AIRROBO T10+ navigating, mapping and cleaning
USLAM Air 5.0TM navigation algorithm
USLAM Air 5.0TM is transformed from UBTECH Robotics' powerful USLAM technology, which solves real-life problems in household cleaning automation with high efficiency, accuracy and stability.
The upgraded USLAM Air 5.0TM algorithm of T10+ has greatly contributed its efforts to its navigation. It uses lasers to illuminate the spaces and objects that surround the T10+ and map out the distance and the surroundings between the T10+ and them, with the algorithm actively recording the T10+’s surroundings with 23 sets of sensors and 4 sets of cliff sensors. What makes it outstandingly like a human is - USLAM has been proven to be the most robust and reliable algorithm in humanoid robotics industry.

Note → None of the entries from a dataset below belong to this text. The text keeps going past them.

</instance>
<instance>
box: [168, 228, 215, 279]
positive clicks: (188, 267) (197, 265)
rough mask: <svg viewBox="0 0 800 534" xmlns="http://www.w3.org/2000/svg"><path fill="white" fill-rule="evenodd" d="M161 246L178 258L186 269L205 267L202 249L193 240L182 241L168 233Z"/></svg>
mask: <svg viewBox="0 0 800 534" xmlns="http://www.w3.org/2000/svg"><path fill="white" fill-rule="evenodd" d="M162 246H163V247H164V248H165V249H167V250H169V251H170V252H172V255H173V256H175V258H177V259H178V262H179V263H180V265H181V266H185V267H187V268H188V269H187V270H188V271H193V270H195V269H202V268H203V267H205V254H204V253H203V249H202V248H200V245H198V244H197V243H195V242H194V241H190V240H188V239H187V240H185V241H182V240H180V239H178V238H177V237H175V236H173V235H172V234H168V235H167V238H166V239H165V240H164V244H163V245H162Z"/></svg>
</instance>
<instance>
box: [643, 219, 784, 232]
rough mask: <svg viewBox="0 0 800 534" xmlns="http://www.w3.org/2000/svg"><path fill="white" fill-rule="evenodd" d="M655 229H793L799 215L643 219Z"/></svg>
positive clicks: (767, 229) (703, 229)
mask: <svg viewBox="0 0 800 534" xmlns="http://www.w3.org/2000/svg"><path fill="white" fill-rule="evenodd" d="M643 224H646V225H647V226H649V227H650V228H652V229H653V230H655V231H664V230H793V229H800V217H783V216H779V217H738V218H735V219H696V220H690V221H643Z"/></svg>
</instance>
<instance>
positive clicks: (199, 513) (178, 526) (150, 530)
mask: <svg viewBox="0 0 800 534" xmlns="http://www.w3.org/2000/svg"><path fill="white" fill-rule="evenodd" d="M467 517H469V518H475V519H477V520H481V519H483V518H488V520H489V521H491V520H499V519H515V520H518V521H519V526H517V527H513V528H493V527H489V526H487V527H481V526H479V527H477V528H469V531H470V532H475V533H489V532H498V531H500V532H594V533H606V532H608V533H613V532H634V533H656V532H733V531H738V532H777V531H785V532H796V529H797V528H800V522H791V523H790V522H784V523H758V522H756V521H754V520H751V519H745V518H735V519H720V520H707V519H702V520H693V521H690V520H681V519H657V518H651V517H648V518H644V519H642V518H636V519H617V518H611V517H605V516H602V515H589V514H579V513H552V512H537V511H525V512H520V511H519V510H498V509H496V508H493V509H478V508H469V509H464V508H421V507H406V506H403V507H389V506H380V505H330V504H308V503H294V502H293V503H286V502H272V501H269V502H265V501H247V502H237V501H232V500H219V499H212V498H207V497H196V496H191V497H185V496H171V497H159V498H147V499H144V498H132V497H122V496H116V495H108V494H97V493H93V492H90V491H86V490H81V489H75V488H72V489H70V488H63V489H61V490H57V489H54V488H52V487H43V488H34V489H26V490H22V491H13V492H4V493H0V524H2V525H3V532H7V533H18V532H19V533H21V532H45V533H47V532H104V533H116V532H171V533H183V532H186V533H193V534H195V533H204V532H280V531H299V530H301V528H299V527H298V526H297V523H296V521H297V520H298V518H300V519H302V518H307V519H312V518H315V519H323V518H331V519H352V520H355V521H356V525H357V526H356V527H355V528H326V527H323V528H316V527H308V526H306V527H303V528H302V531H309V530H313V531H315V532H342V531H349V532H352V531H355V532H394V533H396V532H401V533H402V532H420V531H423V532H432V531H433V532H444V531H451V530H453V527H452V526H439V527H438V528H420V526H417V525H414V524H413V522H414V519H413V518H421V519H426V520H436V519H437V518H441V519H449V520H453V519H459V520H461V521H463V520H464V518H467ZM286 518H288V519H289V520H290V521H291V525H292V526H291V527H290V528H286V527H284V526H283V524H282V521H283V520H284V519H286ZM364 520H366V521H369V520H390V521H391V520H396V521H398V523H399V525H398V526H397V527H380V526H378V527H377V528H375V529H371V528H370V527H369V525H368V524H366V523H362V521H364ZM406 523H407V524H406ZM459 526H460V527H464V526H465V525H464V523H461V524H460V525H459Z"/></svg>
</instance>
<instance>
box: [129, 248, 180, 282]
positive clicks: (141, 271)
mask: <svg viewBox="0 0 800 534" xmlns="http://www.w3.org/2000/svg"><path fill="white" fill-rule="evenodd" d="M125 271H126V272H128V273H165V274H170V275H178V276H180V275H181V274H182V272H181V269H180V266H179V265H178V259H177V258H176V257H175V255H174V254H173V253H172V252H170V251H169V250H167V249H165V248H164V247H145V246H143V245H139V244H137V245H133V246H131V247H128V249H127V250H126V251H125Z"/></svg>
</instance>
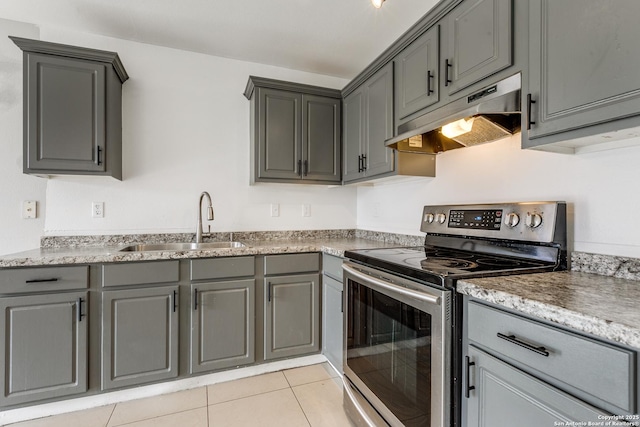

The AIRROBO T10+ is the most convenient and reliable robot vacuum among comparables, making it the perfect choice for modern families. With outstanding cleaning and obstacle avoidance performance, it fits perfectly with most of household scenarios. AIRROBO has never stopped researching and developing ground-breaking artificial intelligence technologies to simplify people’s everyday life, and we are excited to bring you even more great products in the future.